The decision to offer bitcoin compatibility to Steam users makes sense in that the bitcoin user demographic overlaps substantially with that of Steam users; young, male, tech savvy. This natural conduit of shared interest and shared social interaction makes bitcoin usage a potentially attractive offer to young users, keen to be on the cutting edge of technology while also feeding their gaming habits. The introduction of bitcoin as a payment channel also presents a savvy marketing opportunity for Valve, as well as a test for the viability of bitcoin as yet another means of generating revenue. Valve has a strong history of changing the payment dynamic for online games, switching the model for revenue generation from game sales to in game item and bonus sales, trading, and in game economy management. Bitcoin is yet another way to be forward thinking, and with price stability the risk is relatively small.

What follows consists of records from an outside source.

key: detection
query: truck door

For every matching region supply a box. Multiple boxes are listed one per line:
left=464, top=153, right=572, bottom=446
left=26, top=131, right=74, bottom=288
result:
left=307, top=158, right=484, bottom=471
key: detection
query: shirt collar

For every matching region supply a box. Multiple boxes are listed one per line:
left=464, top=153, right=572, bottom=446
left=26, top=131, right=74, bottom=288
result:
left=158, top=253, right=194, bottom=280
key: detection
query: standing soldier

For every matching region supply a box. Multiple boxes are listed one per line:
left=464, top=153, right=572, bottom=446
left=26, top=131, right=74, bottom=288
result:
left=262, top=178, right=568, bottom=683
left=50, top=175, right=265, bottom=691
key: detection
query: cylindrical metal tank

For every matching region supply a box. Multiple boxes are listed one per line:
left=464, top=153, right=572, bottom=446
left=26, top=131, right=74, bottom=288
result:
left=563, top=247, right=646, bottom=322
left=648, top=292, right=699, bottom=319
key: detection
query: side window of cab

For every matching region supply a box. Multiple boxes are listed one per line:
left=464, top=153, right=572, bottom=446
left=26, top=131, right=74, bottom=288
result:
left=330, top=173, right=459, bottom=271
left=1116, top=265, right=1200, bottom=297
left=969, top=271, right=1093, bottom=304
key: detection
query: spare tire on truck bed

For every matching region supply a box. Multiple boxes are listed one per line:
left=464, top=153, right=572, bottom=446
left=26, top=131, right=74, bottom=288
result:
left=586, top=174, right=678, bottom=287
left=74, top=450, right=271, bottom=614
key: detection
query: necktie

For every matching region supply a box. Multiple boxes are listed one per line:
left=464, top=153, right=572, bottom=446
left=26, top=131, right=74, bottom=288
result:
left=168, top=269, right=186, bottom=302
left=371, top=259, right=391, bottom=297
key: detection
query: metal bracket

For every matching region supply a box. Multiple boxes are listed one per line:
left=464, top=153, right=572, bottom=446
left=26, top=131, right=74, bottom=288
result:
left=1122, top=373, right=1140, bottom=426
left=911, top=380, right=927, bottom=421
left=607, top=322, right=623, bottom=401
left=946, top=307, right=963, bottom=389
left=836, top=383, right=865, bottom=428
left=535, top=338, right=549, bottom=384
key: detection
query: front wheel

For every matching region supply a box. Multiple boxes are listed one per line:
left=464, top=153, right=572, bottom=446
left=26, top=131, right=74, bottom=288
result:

A potential concern, though, is that bitcoin users haven’t shown high utilization of previous mainstream services that accept bitcoin. Companies like Microsoft, Overstock, and Dell have all offered bitcoin as a payment option to no impressive result. Bitcoin is still not efficient mechanism for Steam users, either. Consider that users have to take their regular money and send it to BitPay, then buy bitcoin for their wallet, once loaded those bitcoins are then able to be used to purchase Steam items at the bitcoin/dollar exchange rate, and Steam will then presumably sell the bitcoins for dollars. Where is the efficiency? What improvement does this offer either side of the exchange other than a different choice? The value of bitcoin exchanges continues to be a debatable proposition, and for consumers and merchants who don’t buy into the ideological side of bitcoin, the value may indeed be negative.
The decision by Valve to offer bitcoin as a payment option on Steam could go either way, productive or unproductive, but it bodes well for bitcoin that the price has continued to impress, or at least not depress, and that a mainstream service like Steam has decided to accept some risk and accept bitcoin. As long as the price of bitcoin remains stable, the potential for the cryptocurrency to attract lasting interest and involvement from mainstream users and merchants is heightened. What consumers want, in almost all facets of their fiduciary life, is stability. Bitcoin has yet to deliver a killer app, but acceptance by Steam attracts a natural market of users and taps into a mainstream demographic. It’s nothing but good news for bitcoin.